5) Please consider the numerous suggestions to improve presentation and clarity.

Reviewer #1 (Recommendations for the authors):

The authors seem unaware of much of the literature on RNA intra-host sequencing and repeatedly reinvent the wheel. In fact, they often make reference to cancer, bacterial, or DNA virus genomics when placement in the literature of RNA virus genomics would be much more appropriate. A detailed discussion of mutational biases of SARS-CoV-2 and the potential RNA editing enzymes involved can be found here:

https://msphere.asm.org/content/5/3/e00408-20

In contrast, mutational mechanisms relevant in cancer are unlikely relevant here (nuclear dsDNA genome vs cytoplasmic RNA).

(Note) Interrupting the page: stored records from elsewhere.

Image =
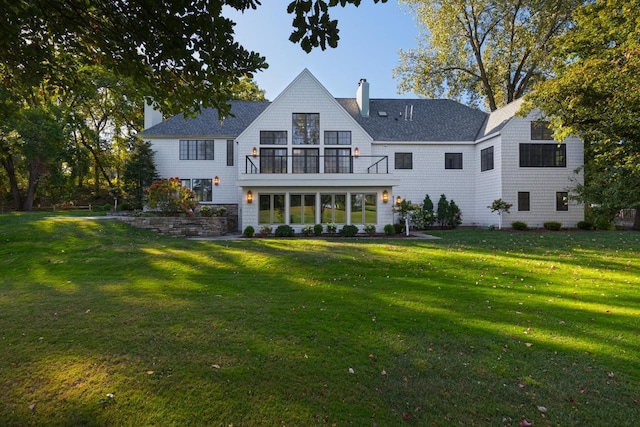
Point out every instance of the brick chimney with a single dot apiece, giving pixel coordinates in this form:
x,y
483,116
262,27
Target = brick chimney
x,y
362,97
152,115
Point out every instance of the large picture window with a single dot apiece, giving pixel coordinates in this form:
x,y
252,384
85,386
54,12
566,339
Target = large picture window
x,y
337,160
203,190
453,160
486,159
273,160
271,137
540,130
404,161
271,209
562,201
302,208
543,156
333,208
306,160
363,209
334,137
196,149
230,149
524,201
306,128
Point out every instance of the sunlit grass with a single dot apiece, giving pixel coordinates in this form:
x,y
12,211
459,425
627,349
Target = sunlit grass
x,y
102,324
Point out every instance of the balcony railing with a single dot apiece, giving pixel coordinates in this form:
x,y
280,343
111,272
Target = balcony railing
x,y
316,164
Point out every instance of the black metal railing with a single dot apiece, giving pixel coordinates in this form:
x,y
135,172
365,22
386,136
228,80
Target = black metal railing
x,y
309,164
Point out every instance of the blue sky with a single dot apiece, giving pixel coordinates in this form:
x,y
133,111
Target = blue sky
x,y
370,37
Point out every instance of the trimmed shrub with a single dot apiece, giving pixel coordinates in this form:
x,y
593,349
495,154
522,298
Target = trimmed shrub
x,y
585,225
265,230
519,225
169,197
603,223
206,211
389,230
349,231
552,225
285,230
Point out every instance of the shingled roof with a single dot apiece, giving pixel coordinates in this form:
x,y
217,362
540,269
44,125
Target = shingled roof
x,y
417,119
389,120
207,122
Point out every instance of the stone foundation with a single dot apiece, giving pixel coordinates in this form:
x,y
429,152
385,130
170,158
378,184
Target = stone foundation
x,y
180,226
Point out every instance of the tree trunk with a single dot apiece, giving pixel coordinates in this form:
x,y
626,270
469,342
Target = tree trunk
x,y
7,162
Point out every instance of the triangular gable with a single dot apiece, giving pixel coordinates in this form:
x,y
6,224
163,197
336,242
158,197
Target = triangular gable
x,y
498,119
292,93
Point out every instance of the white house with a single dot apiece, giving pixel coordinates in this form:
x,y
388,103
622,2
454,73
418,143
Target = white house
x,y
309,158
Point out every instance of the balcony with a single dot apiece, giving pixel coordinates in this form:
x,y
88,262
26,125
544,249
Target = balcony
x,y
315,170
314,164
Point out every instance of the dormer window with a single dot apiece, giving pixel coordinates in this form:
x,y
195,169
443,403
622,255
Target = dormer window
x,y
540,131
306,128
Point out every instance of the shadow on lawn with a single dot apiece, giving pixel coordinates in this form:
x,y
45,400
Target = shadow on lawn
x,y
264,332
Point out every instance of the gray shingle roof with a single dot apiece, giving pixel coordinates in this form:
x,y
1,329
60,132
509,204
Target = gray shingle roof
x,y
432,119
207,123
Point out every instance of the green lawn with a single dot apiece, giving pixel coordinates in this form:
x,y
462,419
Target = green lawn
x,y
478,328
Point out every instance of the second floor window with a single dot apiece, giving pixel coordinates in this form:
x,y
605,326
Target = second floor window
x,y
543,156
404,161
486,159
306,160
273,160
334,137
453,160
337,160
273,137
196,149
540,130
306,128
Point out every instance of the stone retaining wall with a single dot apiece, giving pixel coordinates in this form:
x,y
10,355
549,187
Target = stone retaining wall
x,y
180,226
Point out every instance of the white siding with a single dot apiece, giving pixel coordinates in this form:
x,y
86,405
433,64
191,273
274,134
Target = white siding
x,y
541,182
168,165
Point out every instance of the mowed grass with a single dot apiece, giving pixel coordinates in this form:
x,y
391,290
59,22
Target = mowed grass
x,y
103,324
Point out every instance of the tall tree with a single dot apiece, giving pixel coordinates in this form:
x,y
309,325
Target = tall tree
x,y
482,52
595,94
181,53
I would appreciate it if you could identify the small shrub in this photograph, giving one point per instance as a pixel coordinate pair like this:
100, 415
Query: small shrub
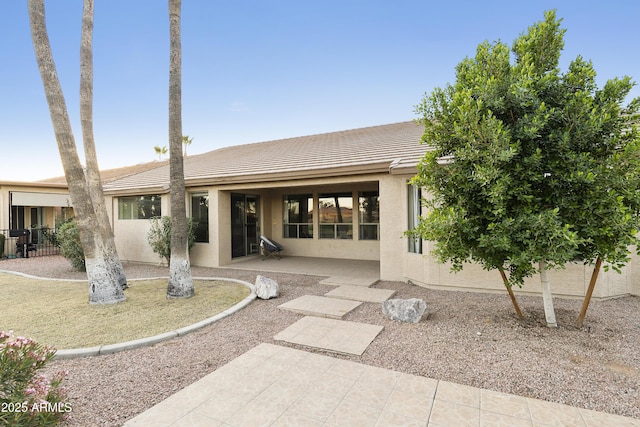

The quantification of biases and errors in estimates of within-host variation from replicate samples was for example developed pretty much along the same lines in

https://academic.oup.com/ve/article/3/2/vex030/4629376

http://www.sciencedirect.com/science/article/pii/S0168170216304221

https://academic.oup.com/ve/article/5/1/vey041/5304643

https://jvi.asm.org/content/90/15/6884

Within-host diversity is commonly used to estimate time since infection in HIV, both in acute and chronic infection.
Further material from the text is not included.